Some of the responses to the question “What was the most surprising, interesting or disturbing fact you learned from the book?” were


  • Theodore Roosevelt’s role in immigration policy
  • immigration laws and the mentality behind them, particularly those that discriminated against certain groups
  • the role of the steamship companies, how they recruited immigrants
  • that the percentage of people excluded was very low and never varied much
  • the tremendous amount of research in the book, including details of the people involved and the cases of immigrants
  • the people in charge of immigration and their attitudes
  • the stereotyping of immigrants
  • the numbers of immigrants needed to fill jobs in America at that time
  • the discussion of the current climate in the U.S. regarding immigration and the suggestion by some that we create “a new Ellis Island”
  • that immigrants had no papers or documents
  • Ellis Island was used as a prison
  • the terrorist attack on Black Tom Island in WWI
  • many of the questions Cannato raises are those we are still dealing with
  • class distinctions – only the steerage passengers were examined


We discussed the categories of exclusion and the intelligence tests, in which persecuted people and farmers were expected to pass literacy and intelligence tests such as the Binet test.

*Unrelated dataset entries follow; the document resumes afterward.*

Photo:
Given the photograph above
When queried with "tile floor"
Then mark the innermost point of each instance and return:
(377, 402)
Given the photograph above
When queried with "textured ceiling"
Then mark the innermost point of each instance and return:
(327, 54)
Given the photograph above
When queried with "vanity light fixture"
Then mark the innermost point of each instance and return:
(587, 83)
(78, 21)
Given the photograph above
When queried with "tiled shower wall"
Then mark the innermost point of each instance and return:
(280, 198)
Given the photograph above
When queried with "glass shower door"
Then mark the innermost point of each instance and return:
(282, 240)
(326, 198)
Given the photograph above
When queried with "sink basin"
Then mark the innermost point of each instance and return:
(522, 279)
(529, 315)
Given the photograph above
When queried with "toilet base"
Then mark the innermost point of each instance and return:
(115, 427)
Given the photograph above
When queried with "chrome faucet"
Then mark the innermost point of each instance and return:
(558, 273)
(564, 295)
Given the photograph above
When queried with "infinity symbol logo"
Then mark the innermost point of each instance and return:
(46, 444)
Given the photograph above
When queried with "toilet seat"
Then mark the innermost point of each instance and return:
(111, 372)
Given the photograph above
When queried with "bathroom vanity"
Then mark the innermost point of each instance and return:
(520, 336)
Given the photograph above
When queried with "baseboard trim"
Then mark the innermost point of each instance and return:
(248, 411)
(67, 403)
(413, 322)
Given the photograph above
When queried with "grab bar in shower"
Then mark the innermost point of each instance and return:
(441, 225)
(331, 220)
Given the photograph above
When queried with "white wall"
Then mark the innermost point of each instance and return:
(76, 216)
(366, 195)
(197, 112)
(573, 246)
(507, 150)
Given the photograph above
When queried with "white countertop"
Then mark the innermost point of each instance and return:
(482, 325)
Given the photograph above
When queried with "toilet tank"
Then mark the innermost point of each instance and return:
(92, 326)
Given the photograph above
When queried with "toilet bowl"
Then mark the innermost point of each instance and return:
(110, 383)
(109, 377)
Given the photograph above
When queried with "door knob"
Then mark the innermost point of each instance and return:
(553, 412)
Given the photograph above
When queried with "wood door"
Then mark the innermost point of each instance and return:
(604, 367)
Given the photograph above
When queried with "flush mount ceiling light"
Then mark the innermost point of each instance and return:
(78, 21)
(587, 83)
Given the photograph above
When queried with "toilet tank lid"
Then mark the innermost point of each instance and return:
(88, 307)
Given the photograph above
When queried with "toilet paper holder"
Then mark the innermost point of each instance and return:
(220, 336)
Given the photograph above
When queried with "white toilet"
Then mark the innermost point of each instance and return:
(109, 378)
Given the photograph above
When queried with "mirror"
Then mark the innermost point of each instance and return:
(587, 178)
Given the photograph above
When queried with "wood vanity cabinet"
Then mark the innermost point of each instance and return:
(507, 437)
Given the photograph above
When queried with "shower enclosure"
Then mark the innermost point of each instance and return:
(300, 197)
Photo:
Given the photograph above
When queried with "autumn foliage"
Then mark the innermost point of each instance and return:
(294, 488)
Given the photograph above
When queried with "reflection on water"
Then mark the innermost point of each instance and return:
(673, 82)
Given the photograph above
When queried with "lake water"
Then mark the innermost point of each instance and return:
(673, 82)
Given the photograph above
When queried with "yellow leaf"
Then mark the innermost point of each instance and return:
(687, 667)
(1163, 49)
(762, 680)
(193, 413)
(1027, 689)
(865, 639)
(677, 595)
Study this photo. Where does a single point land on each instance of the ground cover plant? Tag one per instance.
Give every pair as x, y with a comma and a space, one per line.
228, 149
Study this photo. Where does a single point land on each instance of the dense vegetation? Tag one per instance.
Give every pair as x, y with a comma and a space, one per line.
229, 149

One comment was that these tests were adopted out of a fear of “polluting the gene pool, a fear that still exists today.”

We talked about Roosevelt, who created the civil service system and then went around it to appoint his cronies. The civil service system was needed to provide some stability in government agencies.

In a discussion of the historical significance of Ellis Island, we talked about how there are so many ways of looking at Ellis Island. It’s a story of inclusion and exclusion. It’s a symbol of diversity and a story of leveling. It makes us aware of how so many people would do anything to come here. In America, a person could start out as a worker and end up being a boss, which is not possible in many countries. It’s a symbol of how people could overcome indignity.

One person commented that “Ellis Island is about the fabric of history and how we became Americans. It’s not us and them; it’s when we became us.”